Arc Forum | "Hygiene" via raw objects in macroexpansions

Arc Forum

"Hygiene" via raw objects in macroexpansions

5 points by waterhouse 2855 days ago | 7 comments

I see a use for the general idea of macros where the expansion uses some functions (or macros or whatever) that you might not even know had definitions, and where it doesn't make a difference if the macro call appears inside a 'let that rebinds the name of one of the functions the macroexpansion uses. This seems to be where some people go for "hygienic macros".

But I see what seems like a very simple way to do it: First, make sure that function objects evaluate to themselves[1], as do macros, and special forms like if.[2] Second, arrange for macroexpansions to contain, not the names of the objects they use, but the objects themselves. For illustration, here is the definition of 'for in arc.arc:

  (mac for (v init max . body)
    (w/uniq (gi gm)
      `(with (,v nil ,gi ,init ,gm (+ ,max 1))
         (loop (assign ,v ,gi) (< ,v ,gm) (assign ,v (+ ,v 1))
           ,@body))))

It becomes something like this:

  (mac for2 (v init max . body)
    (w/uniq (gi gm)
      `(,with (,v nil ,gi ,init ,gm (,+ ,max 1))
         (,loop (,assign ,v ,gi) (,< ,v ,gm) (,assign ,v (,+ ,v 1))
           ,@body))))

Two things become clear. First, quasiquoting seems kind of stupid because almost every term has a comma or comma-at, and, actually, the only terms without commas are the constants nil and 1, which could be comma'd. I'm thinking about what the best syntax for this use case would be; likely quasiquote but where all the bare terms are evaluated and you need an explicit ' to turn that off. Raw list operations certainly look worse.

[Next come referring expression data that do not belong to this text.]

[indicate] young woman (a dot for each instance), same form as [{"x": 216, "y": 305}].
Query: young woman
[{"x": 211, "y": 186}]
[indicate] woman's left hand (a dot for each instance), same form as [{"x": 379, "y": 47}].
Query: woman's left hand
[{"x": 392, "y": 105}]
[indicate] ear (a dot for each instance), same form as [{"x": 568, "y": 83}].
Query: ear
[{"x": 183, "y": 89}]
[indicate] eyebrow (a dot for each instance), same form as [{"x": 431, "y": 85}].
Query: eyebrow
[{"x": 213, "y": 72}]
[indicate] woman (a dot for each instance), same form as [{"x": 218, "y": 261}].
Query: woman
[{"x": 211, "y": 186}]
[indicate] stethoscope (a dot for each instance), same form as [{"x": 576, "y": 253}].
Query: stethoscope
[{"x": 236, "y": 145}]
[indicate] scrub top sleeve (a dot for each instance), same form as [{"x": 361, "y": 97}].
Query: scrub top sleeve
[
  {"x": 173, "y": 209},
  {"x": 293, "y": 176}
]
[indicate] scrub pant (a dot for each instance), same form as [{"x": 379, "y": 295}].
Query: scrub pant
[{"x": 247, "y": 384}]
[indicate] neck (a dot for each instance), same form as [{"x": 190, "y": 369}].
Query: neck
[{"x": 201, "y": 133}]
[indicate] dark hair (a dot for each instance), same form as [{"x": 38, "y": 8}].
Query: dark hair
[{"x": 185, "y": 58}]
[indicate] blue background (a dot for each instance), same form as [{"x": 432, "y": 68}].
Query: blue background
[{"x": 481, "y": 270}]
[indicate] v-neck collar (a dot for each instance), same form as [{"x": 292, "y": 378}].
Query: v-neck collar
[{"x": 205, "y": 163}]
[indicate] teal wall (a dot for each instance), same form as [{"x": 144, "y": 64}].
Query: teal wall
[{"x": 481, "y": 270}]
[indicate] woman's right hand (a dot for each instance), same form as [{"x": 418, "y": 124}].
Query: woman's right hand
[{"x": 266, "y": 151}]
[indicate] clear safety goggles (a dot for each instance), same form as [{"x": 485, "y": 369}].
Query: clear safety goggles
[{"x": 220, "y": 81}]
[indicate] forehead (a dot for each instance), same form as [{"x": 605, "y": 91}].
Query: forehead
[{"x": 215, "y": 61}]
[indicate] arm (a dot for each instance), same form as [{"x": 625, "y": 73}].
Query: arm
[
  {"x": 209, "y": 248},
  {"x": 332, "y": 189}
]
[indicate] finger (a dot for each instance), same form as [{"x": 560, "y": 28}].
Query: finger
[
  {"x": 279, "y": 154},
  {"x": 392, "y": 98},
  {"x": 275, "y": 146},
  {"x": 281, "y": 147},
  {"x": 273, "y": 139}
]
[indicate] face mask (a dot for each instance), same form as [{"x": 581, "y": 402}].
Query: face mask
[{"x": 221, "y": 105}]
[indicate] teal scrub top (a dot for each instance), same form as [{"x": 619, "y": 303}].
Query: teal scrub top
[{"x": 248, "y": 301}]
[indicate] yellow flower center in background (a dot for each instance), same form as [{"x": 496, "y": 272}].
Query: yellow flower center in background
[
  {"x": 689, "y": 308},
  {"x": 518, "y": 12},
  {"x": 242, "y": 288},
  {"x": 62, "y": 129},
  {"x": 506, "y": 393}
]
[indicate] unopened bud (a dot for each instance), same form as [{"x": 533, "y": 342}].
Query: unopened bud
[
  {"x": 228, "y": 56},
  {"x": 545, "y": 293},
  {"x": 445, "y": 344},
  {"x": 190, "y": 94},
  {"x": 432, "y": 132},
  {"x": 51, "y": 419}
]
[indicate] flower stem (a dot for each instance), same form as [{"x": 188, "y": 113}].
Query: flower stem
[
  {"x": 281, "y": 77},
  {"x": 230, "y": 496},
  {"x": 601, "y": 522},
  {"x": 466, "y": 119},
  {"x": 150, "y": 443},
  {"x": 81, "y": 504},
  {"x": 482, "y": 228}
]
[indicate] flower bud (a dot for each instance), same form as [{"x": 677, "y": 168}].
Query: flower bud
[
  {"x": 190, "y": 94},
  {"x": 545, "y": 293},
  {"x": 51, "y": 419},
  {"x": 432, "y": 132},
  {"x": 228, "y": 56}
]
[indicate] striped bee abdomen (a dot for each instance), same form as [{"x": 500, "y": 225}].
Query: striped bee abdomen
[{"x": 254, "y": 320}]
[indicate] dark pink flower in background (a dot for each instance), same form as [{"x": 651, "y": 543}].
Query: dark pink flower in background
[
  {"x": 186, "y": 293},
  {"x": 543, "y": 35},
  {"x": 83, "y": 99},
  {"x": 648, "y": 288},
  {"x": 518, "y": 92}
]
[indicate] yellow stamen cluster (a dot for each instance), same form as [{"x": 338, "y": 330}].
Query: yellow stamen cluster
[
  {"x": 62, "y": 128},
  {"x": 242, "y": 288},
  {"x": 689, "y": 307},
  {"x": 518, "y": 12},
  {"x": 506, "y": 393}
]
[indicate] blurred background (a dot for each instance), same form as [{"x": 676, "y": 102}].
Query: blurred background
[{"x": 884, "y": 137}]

The second thing is that "assign", being a special form in Arc, doesn't actually have a definition, so if I want to even macroexpand it for demonstration, I have to give it one. Thus:

  arc> (macex1 '(for2 i 1 10 prn.i))
  Error: "_assign: undefined;\n cannot reference undefined identifier"
  arc> (= assign 'ASSIGN-OBJECT)
  ASSIGN-OBJECT
  arc> (macex1 '(for2 i 1 10 prn.i))
  ; after manual prettifying...
  
  (#(tagged mac #<procedure: with>)
      (i nil gs3342 1 gs3343 (#<procedure:+> 10 1))
    (#(tagged mac #<procedure: loop>)
        (ASSIGN-OBJECT i gs3342)
        (#<procedure:<> i gs3343)
        (ASSIGN-OBJECT i (#<procedure:+> i 1))
      prn.i))

The macroexpansion contains no references to the symbol '+, and so if the whole expression were '(let + - (for i 1 10 prn.i)), we'd expect the same behavior as without the let.[3]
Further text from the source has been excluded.